The Discovery (see p. 519) in this story is, doubtless, the narrator’s revelation that Usher is mad. The Complication (see p. 519) is Usher’s condition and the Resolution the emergence into real life of the fantasies which at the beginning of the story were harbored in Usher’s sick brain. The Peripety is the lady Madeline’s escape from her tomb at a certain moment.
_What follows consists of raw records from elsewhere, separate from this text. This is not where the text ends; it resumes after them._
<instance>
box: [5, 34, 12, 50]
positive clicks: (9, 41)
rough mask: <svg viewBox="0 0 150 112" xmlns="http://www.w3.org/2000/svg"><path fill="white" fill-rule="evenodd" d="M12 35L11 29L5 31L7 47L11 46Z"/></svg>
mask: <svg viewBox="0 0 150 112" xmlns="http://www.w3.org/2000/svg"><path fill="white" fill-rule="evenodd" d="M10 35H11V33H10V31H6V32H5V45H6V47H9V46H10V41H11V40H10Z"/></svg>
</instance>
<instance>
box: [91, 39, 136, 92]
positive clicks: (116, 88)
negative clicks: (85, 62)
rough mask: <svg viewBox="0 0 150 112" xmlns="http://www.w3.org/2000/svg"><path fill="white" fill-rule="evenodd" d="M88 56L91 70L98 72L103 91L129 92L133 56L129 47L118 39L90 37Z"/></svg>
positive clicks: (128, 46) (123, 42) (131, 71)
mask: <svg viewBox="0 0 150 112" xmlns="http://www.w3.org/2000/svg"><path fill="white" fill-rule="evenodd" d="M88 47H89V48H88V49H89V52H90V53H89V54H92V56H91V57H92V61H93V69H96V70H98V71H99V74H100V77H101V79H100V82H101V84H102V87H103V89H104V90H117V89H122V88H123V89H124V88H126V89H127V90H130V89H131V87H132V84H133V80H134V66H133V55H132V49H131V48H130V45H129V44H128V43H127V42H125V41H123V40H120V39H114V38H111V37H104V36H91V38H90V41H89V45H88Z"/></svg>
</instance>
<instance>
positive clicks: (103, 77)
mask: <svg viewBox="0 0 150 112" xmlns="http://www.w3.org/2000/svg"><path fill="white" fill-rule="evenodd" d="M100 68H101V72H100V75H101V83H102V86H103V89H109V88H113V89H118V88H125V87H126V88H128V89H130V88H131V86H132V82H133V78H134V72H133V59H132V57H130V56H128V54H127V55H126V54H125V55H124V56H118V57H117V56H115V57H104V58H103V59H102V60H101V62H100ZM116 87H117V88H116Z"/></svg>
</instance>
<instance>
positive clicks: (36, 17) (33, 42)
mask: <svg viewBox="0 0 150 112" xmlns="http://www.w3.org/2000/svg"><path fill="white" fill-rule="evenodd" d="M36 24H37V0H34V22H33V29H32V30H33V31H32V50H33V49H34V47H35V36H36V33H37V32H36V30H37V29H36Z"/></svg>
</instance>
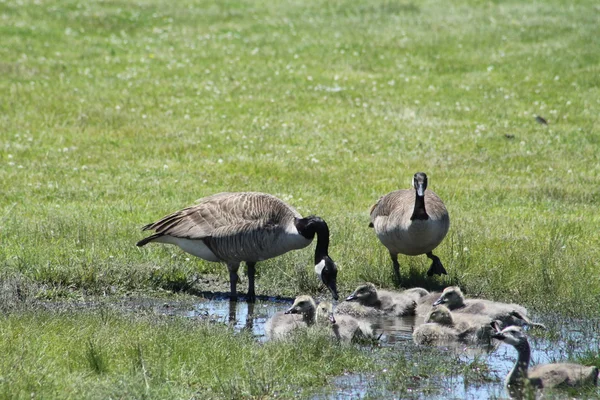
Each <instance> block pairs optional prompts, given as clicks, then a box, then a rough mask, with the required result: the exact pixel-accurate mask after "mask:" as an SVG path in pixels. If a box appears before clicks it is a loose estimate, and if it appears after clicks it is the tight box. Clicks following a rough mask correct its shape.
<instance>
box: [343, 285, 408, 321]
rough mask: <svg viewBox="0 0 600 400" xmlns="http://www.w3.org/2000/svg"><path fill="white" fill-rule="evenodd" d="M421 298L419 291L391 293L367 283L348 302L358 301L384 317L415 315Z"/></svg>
mask: <svg viewBox="0 0 600 400" xmlns="http://www.w3.org/2000/svg"><path fill="white" fill-rule="evenodd" d="M417 297H419V292H418V291H409V292H408V293H405V292H390V291H387V290H378V289H377V288H376V287H375V285H373V284H372V283H365V284H363V285H360V286H358V287H357V288H356V290H355V291H354V292H353V293H352V294H351V295H350V296H348V297H347V298H346V301H357V302H358V303H359V304H361V305H363V306H365V307H372V308H374V309H376V310H378V311H379V313H380V314H382V315H393V316H398V317H400V316H403V315H414V312H415V307H416V305H417V302H416V300H415V298H417Z"/></svg>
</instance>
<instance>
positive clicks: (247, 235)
mask: <svg viewBox="0 0 600 400" xmlns="http://www.w3.org/2000/svg"><path fill="white" fill-rule="evenodd" d="M142 230H153V231H154V232H155V233H154V234H153V235H151V236H149V237H147V238H145V239H142V240H140V241H139V242H137V246H144V245H145V244H147V243H150V242H157V243H168V244H174V245H177V246H179V247H180V248H181V249H182V250H183V251H185V252H188V253H190V254H192V255H194V256H196V257H200V258H202V259H203V260H207V261H215V262H224V263H227V268H228V269H229V280H230V287H231V299H232V300H235V299H237V291H236V283H237V281H238V279H239V277H238V273H237V271H238V269H239V267H240V263H241V262H242V261H245V262H246V265H247V267H248V297H249V299H250V300H253V299H254V297H255V292H254V274H255V265H256V263H257V262H258V261H263V260H267V259H269V258H273V257H277V256H279V255H281V254H284V253H287V252H288V251H290V250H296V249H301V248H304V247H306V246H308V245H309V244H310V243H311V242H312V240H313V239H314V237H315V234H316V235H317V247H316V249H315V272H316V273H317V275H318V276H319V278H321V280H322V281H323V283H324V284H325V285H326V286H327V287H328V288H329V290H330V291H331V294H332V296H333V298H334V299H336V300H337V299H338V294H337V288H336V277H337V267H336V265H335V263H334V262H333V260H332V259H331V258H330V257H329V255H328V249H329V228H328V227H327V223H325V221H324V220H322V219H321V218H319V217H316V216H309V217H306V218H302V216H301V215H300V214H299V213H298V212H297V211H296V210H295V209H294V208H292V207H291V206H289V205H288V204H286V203H285V202H283V201H282V200H280V199H278V198H277V197H275V196H272V195H270V194H266V193H256V192H238V193H235V192H225V193H219V194H215V195H212V196H208V197H205V198H202V199H200V200H199V201H198V203H197V204H196V205H193V206H191V207H187V208H184V209H183V210H180V211H177V212H175V213H173V214H170V215H167V216H165V217H163V218H162V219H160V220H159V221H157V222H154V223H151V224H148V225H146V226H144V227H143V228H142Z"/></svg>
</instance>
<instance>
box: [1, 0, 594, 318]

We could dwell upon the symbolism (see p. 524) of the identity of house and master, of the burial alive of Madeline, of the fissure in the wall of the house and the fissure in the psyche of Usher. What we should emphasize here is the dominance of symbolism over its visible base: symbolism external and “lyrical,” not intrinsic and dramatic. The active structure of the story is mechanical and thus negligible; but its lyrical structure is impressive. Poe’s plots seem most successful when the reality of scene and character is of secondary importance in the total effect; that is, in the tale of “ratiocination.” He seemed unable to combine incident with his gift for “insight symbolism”; as a result his symbolic tales are insecurely based upon scenic reality. But the insight was great. In Roderick Usher, as we have said, we get for the first time the archetypal hero of modern fiction. In the history of literature the discoverer of the subject is almost never the perfecter of the techniques for making the subject real.
Editors Caroline Gordon (1895–1981) and Allen Tate (1899–1979) were American literary critics and a novelist and poet, respectively. Married in 1925, they both became Roman Catholics. Their literary contributions earned each of them prominent places in the Southern Renaissance; Robert Penn Warren praised Gordon for “enriching our literature uniquely” and T. S. Eliot recognized Tate, in his time, as one of America’s best poets.